В детстве, когда знакомство с разного рода специальными знаниями поверхностное, кажется, что вот-вот откроется что-то отчетливое и сложное станет доступно: сухо отворится дверь, и все формулы и законы мира будут прочитаны, как аромат булочной — изюм и дерево, начищенное каленой мукой.
Книги по астрономии — это разочарование для самоучки. Созвездия нельзя увидеть, а воображение приструнить: вместо лучников и весов — смешные профили, лесные пейзажи и незнакомые символы. Ребенку ближе видение американских индейцев или древних китайцев, которые выглядывали не застывшие неуверенные фигуры, а движение животных на небе, их мультипликационное перетекание из одних звезд в другие.

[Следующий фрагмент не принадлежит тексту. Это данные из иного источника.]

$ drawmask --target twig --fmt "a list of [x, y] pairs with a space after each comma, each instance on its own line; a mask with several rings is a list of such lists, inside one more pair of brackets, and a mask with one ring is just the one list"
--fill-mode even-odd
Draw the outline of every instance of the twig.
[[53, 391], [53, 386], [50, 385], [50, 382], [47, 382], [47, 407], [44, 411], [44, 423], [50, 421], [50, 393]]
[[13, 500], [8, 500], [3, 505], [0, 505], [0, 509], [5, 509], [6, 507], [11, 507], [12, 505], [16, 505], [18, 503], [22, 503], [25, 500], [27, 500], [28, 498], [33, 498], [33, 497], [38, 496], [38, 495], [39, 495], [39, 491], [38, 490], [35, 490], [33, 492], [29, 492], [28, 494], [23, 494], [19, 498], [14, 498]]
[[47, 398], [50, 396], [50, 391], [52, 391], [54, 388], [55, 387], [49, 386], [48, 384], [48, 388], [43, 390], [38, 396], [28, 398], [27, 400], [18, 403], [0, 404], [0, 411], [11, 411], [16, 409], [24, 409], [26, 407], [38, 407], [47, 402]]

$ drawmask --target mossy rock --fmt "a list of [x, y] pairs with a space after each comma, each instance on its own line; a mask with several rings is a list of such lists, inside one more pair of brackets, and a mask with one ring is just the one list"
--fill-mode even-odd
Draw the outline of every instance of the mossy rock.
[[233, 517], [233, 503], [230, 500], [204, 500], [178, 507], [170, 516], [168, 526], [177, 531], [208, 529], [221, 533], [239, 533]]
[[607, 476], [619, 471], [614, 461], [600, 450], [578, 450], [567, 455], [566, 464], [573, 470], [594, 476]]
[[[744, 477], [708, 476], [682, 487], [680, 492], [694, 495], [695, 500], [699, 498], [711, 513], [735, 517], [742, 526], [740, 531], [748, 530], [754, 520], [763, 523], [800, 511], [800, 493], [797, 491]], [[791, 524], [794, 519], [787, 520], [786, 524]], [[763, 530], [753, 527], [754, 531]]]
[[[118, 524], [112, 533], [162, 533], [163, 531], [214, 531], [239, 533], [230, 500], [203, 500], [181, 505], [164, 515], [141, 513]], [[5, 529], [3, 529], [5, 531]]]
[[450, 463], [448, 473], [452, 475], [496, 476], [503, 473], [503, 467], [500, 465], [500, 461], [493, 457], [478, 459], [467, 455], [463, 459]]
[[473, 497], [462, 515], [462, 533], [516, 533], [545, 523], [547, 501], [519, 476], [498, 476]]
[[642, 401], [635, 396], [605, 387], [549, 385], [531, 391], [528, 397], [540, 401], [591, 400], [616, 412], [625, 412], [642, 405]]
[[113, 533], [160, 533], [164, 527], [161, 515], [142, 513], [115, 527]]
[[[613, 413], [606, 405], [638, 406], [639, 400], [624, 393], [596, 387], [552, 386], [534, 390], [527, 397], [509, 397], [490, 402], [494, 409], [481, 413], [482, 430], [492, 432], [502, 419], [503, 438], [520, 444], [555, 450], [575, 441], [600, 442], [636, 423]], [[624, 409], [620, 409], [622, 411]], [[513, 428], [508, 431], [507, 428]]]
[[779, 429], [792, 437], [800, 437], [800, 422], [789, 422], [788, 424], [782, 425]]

Венера навсегда потеряла отголосок той тайны, за которой лежит чудо полного знания: ведь самой красивой назвали самую очевидную звезду, которая вместе с тем сильно уступает двум другим светилам!
Я никогда не любил демонстрировать свои знания ради призрачного вознаграждения. Мне не верилось в ценность школьной оценки, как и в ценность любого условного антуража, который только мешает откровенному счастью или хотя бы короткой нежной радости.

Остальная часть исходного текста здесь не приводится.